Jakarta, Aktual.co —Kesatuan Pelaut Indonesia (KPI) desak pemilik kapal ikan berbendera Korea `FV Oryong 501′ yang mempekerjakan pelaut Indonesia dan tenggelam di selat Bering, Rusia Timur, mendapatkan semua haknya.
Siaran pers KPI yang diterima di Jakarta, Sabtu (6/12), menyatakan organisasi itu terus memantau perkembangan evakuasi terhadap puluhan pelaut yang belum ditemukan.
KPI juga terus berkoodinasi dengan Federation of Korean Seafarers Union (FKUS), agar hak-hak pelaut Indonesia segera dipenuhi oleh perusahaan Korea yang mempekerjakannya.
Presiden KPI Hanafi Rustandi mengatakan, kapal ikan Korea yang tenggelam di perairan Rusia itu diawaki 60 orang, 35 diantaranya dari Indonesia, 13 dari Filipina, 11 dari Korea dan seorang inspektur dari Rusia. Hingga saat ini baru ditemukan 19 orang dalam kondisi tewas akibat suhu air laut di bawah nol derajat Celsius. Beberapa di antara korban tidak dikenali karena jenazahnya rusak.
Hingga Kamis (4/12), dari 19 jenazah yang ditemukan tim Korea dan Rusia itu, 10 di antaranya berasal dari Indonesia, 5 dari Korea, 3 dari Filipina dan seorang dari Rusia. Kesepuluh dari Indonesia adalah Naryanto bin Wastara, Warno, Nur Kolis, Dede Roni Rusriana, Mujahidin, Idris, Talapessy, Barjo, Mokodompit dan Syarifuddin. “Kita terus memantau perkembangan selanjutnya,” kata Hanafi.
Kapal ikan FV Oryong 501 pada 1 Desember 2014 sekitar jam 05.30 GMT tenggelam di perairan Chukotka, Rusia Timur, karena diterjang badai dan gelombang tinggi. Selain menangkap ikan, kapal juga memproses ikan hasil tangkapan. Kapal ini milik Sajo Corporation, Korea.
Sejumlah 35 awak asal Indonesia direkrut dan ditempatkan oleh empat agen (manning agency) di Indonesia, yakni PT Koindo Maritime Power (16 pelaut), PT Kimco Citra Mandiri (4), PT Oriza Sativa Agency (7 ) dan PT Mitra Samudera Cakti (8). Semua agen itu beralamat di Jakarta.

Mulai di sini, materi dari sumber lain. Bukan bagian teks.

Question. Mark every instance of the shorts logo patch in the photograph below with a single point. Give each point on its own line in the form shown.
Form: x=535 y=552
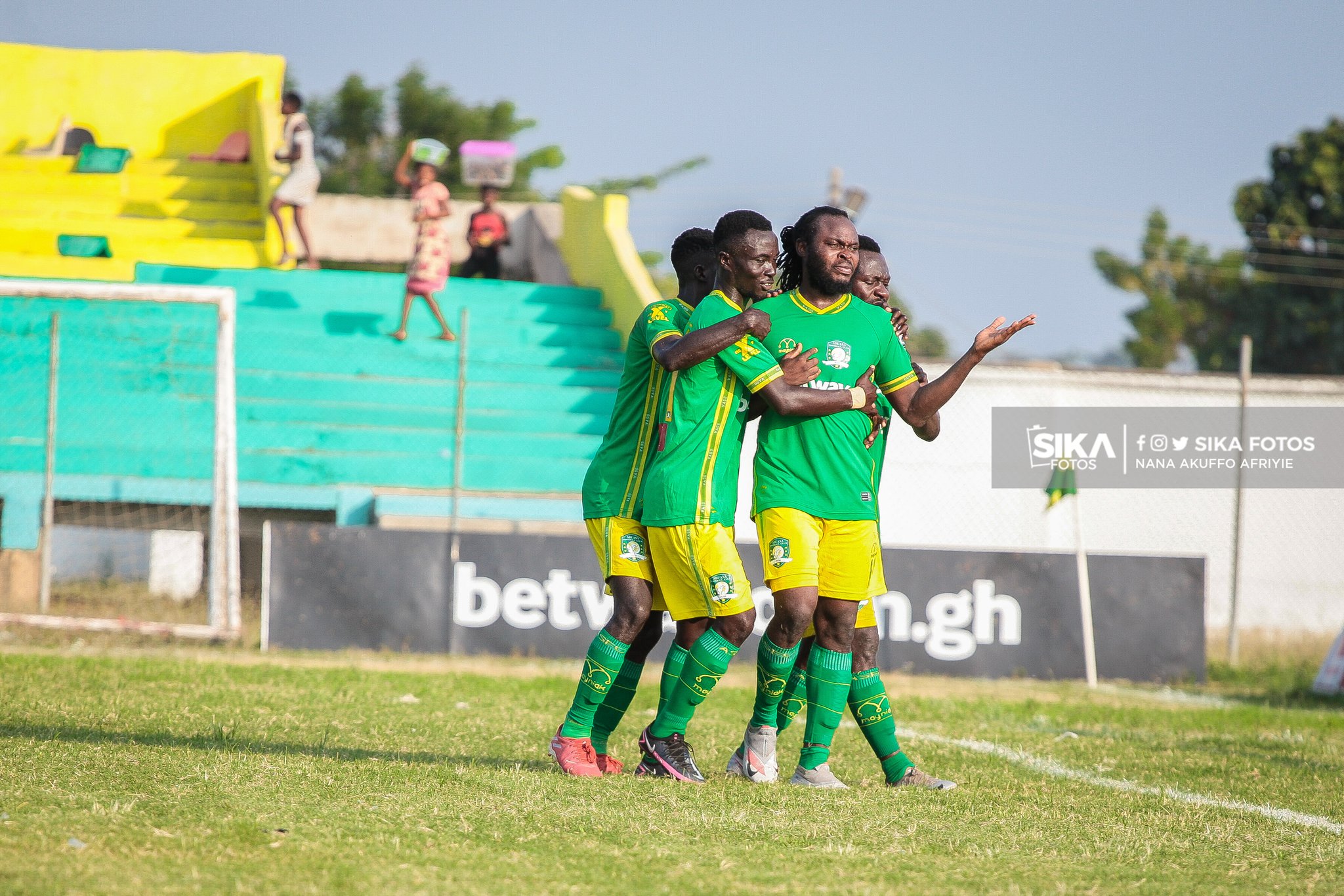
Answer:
x=722 y=586
x=837 y=355
x=632 y=548
x=745 y=350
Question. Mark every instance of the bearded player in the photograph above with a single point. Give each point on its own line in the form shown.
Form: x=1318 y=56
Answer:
x=815 y=497
x=869 y=702
x=612 y=501
x=690 y=500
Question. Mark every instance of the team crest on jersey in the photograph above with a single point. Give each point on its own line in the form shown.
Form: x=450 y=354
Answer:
x=745 y=350
x=632 y=547
x=722 y=586
x=837 y=355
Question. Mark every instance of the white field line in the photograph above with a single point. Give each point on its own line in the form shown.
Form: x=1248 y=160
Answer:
x=1059 y=770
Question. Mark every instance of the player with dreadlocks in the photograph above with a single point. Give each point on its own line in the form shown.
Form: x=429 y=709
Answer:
x=613 y=493
x=869 y=702
x=690 y=500
x=815 y=499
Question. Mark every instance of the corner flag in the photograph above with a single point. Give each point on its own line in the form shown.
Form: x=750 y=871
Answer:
x=1062 y=483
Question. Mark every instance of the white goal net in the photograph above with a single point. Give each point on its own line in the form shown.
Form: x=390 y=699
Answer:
x=119 y=473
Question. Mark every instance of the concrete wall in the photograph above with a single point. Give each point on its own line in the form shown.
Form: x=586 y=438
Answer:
x=369 y=229
x=937 y=495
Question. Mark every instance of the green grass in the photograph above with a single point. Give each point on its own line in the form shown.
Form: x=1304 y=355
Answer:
x=198 y=770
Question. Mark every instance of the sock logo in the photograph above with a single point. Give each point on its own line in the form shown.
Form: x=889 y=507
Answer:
x=633 y=548
x=596 y=678
x=721 y=584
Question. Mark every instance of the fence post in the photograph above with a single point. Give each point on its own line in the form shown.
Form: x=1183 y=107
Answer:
x=1233 y=647
x=49 y=502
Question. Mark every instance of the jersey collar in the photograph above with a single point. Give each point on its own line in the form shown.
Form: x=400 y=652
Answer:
x=797 y=297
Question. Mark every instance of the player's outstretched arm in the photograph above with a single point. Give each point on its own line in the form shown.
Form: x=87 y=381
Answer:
x=800 y=401
x=918 y=403
x=681 y=352
x=929 y=432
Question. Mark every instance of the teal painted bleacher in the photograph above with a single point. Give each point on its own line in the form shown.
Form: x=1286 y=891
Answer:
x=328 y=405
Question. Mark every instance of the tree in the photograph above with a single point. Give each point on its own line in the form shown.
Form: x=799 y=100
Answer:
x=1295 y=229
x=1285 y=289
x=1179 y=278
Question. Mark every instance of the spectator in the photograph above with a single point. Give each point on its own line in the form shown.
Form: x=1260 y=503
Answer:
x=486 y=233
x=428 y=272
x=300 y=188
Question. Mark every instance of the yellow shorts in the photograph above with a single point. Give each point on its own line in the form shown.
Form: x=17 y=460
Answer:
x=699 y=571
x=623 y=548
x=839 y=558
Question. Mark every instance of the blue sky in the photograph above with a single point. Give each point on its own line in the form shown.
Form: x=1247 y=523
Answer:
x=1000 y=143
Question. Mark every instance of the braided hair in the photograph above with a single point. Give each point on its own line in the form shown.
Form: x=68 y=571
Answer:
x=805 y=229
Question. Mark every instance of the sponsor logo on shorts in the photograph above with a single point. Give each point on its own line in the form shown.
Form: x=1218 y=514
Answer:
x=837 y=354
x=632 y=548
x=722 y=586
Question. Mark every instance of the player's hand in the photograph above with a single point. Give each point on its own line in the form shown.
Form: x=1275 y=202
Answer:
x=799 y=369
x=992 y=336
x=900 y=323
x=759 y=323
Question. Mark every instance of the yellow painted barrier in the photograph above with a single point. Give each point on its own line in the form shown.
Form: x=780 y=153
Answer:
x=600 y=253
x=163 y=106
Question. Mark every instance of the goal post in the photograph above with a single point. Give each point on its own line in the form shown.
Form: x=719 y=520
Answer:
x=223 y=598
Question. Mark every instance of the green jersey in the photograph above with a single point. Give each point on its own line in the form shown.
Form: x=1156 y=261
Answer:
x=819 y=465
x=694 y=479
x=614 y=481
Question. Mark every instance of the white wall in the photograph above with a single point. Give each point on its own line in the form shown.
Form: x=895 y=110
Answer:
x=937 y=495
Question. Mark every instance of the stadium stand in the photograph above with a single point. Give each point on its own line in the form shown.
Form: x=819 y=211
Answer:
x=332 y=414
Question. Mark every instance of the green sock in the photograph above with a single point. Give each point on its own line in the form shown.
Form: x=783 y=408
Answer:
x=618 y=702
x=873 y=711
x=773 y=665
x=671 y=672
x=795 y=697
x=705 y=665
x=604 y=661
x=828 y=685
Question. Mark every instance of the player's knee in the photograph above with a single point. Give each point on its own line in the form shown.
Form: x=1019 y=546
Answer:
x=646 y=641
x=864 y=649
x=737 y=628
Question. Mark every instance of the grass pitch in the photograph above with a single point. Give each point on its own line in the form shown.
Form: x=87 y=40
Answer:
x=161 y=770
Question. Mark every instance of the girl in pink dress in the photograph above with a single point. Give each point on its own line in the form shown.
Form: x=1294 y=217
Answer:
x=428 y=272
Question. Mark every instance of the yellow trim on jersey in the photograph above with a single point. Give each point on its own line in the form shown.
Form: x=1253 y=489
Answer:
x=664 y=335
x=900 y=383
x=801 y=301
x=726 y=406
x=641 y=448
x=765 y=379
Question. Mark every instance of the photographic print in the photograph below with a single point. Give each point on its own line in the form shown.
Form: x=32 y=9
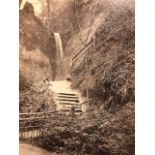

Dari ke-4 manning agent tersebut, kata Hanafi, hanya PT Koindo Maritime Power yang punya CBA (Collective Bargaining Agreement) dengan KPI yang berlaku mulai 29 Agustus 2013 – 29 Agustus 2015. Namun, dari 16 pelaut yang dikirim, hanya enam orang yang dilaporkan dalam daftar awak (crew list) dan menjadi anggota KPI, sedang 10 orang lainnya tidak dilaporkan dalam “crew listl” yang ditandatangani KPI dan disahkan oleh Ditjen Perhubungan Laut.
Sejumlah 19 awak lainnya yang direkrut oleh tiga agen lainnya. KPI tidak mengetahui proses pemberangkatannya, begitu pula soal perlindungan dan kesejahteraan pelautnya.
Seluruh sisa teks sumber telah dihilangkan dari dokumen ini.